For DeeAnn Grove, a doctoral candidate in the College of Education at the University of Iowa Department of Educational Policy and Leadership Studies, “The real challenge will be in implementing this policy.”
Grove lives in Coralville and spoke at the ICCSD board’s Feb. 5 board meeting. In an email, she talked about students marginalized across a range of categories, but focused on teachers’ interactions with students of color.
“We have a teaching population that is disproportionally white, middle class and female. These teachers are trying to teach a diverse student population. We have to create an environment in which these teachers can hear how low-income and racial/ethnic minority students and their parents experience ICCSD.”
She called the diversity policy imperfect but a necessary step in the right direction, and added, “We also need to hire more racial/ethnic minority teachers. It is inexcusable that the district continues to claim that they cannot find more qualified racial/ethnic minority teachers to hire.”
Grove hoped the district would engage all K-12 students in the discussion. “The integration of our classrooms should be a student-led process,” she said.
Cap numbers reset trigger for new high school
The administration’s plan will not just check the socioeconomic diversity of the schools as defined by parents’ pocketbooks.
School enrollment will also be checked to see that the superintendent utilizes at least 95 percent of the schools’ capacities before adding onto or building new secondary facilities.
The two comprehensive high schools will be required to be within 10 percentage points of each other regarding capacity and for junior high schools up to a 15 percent gap will be allowed.
With an existing 11 percent FRL difference, West and City High would eventually see some minor change in student distribution, possibly through redistricting, by the 2014-2015 school year at the latest.
Because estimates from 2012 put City High’s capacity at 90 percent and many consider West over its capacity already, it means the district will likely redistribute students to fill seats at an east-side City High that will be full soon too.

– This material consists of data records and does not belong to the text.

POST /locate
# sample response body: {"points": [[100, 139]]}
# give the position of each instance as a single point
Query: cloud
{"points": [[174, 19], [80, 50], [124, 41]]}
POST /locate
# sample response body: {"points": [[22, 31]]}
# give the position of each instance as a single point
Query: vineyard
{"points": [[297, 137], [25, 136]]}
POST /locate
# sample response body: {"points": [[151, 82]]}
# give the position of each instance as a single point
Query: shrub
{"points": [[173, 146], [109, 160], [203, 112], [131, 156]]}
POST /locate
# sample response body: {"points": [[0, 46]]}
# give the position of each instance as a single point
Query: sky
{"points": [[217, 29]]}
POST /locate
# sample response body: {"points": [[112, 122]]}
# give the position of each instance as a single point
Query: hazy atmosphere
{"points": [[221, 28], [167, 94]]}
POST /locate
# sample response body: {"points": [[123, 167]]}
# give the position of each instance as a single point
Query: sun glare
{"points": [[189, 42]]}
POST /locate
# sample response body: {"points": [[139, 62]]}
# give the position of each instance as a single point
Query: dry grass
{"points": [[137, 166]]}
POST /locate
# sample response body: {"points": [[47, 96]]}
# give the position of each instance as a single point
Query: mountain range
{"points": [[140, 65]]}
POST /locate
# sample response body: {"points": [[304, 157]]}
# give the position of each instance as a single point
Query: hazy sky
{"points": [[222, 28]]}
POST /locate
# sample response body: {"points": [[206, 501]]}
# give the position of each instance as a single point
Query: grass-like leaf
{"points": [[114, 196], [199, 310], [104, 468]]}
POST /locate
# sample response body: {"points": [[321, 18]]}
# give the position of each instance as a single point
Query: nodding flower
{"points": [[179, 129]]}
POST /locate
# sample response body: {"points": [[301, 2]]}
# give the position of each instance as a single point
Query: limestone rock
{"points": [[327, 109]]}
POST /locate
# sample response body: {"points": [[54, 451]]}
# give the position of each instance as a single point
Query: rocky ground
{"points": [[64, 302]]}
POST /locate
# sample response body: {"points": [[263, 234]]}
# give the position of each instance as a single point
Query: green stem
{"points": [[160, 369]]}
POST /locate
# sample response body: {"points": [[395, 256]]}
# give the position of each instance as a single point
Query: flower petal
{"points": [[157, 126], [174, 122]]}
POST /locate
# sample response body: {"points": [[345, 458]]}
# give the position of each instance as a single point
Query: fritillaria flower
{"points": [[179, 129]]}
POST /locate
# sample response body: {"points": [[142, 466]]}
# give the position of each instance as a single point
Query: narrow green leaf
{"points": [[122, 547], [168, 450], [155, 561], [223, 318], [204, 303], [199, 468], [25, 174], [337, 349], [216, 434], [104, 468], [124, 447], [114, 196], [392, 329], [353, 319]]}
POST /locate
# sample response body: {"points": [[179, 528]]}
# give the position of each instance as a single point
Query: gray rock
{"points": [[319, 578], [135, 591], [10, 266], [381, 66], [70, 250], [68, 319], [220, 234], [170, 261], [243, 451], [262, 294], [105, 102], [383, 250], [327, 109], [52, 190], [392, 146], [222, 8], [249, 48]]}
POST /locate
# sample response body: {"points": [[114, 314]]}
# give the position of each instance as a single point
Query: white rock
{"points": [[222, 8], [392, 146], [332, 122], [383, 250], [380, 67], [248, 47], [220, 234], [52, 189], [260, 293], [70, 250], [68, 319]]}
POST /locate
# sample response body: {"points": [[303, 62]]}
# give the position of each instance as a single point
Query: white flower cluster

City High, by some estimates, only has about 175 open seats and West is overcrowded already. Murley has predicted it will take several years to reach the trigger for a new high school.
And if you’re looking for the one ICCSD school untouched by the new diversity policy, the building where FRL and capacity rates will be unchanged,
that remains Tate High School, where 200 students constitute the second-highest FRL rate of any ICCSD school. An alternative school with career/vocational training, over three-fourths of Tate students receive nutrition assistance.